The U.S. balance of payments is still close to $700 billion in the red, so money naturally flows out of the United States unless foreign investors can be persuaded to buy. Treasury yields are lousy, and foreign investors can generally [except for the Japanese] get a higher interest rate in their own currencies. The U.S. stock market is dropping, and prospects for improved U.S. earnings look, at best, unexciting. Real estate prices and occupancy rates are currently weakening.
Given all these economic reasons for the dollar to slide, a U.S. government that intervened against it might find itself in the position of the Anglo-Danish King Knut, who placed his throne on the beach and commanded the tide not to come in. Not a good idea!
Since the U.S. economy is decidedly weak at the moment, a competitive advantage abroad would in turn be enormously helpful to employment in manufacturing and exportable service industries and by extension to the profits of U.S. companies with large international businesses.
At the top end, it could even cushion the housing-market downturn, as wealthy European and Asian investors would find bargains in fashionable markets such as California, Nevada and Florida where overbuilding had been most rampant. The trade deficit would continue to decline, making the dollar sounder and reducing the need to attract scarce foreign investors.
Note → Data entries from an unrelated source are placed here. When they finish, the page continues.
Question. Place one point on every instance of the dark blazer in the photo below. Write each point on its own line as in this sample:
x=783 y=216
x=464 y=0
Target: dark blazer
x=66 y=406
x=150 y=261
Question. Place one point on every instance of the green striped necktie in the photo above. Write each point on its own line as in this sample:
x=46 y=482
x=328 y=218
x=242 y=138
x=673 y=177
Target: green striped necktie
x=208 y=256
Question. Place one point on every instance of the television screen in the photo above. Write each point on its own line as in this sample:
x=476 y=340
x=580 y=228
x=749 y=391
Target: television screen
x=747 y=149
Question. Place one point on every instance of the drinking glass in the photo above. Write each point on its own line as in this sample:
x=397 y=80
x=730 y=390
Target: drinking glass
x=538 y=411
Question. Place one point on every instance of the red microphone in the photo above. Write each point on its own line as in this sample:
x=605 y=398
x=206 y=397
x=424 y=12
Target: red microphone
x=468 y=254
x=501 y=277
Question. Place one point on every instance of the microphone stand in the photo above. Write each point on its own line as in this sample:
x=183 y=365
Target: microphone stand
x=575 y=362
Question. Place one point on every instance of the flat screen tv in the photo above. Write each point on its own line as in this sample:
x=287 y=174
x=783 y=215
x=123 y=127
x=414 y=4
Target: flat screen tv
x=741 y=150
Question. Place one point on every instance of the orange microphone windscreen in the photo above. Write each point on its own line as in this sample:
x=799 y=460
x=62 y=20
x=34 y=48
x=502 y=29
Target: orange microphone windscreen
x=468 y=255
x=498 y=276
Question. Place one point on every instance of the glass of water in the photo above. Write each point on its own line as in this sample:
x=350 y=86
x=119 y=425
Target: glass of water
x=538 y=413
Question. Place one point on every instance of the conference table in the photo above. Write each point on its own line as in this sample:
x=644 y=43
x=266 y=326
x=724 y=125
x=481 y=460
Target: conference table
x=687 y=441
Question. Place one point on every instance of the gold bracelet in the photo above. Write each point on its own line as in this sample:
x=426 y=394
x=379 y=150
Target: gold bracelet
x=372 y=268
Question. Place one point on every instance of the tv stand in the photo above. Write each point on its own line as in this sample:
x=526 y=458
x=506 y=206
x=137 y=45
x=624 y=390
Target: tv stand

There are few factors more beneficial than a weak dollar in restoring the U.S. economy to full strength. Far from representing an economic "death spiral," a weak greenback represents the DNA spiral that can give the economy new life, especially in exporting sectors. Ideally, the U.S. balance of payments deficit could be sharply reduced and the housing market stabilized before interest rates have to be raised to fight inflation. When rates are raised - and they will be - the dollar will inevitably strengthen. At that point it might indeed make sense to "intervene" against its newfound strength and cushion any domestic recession.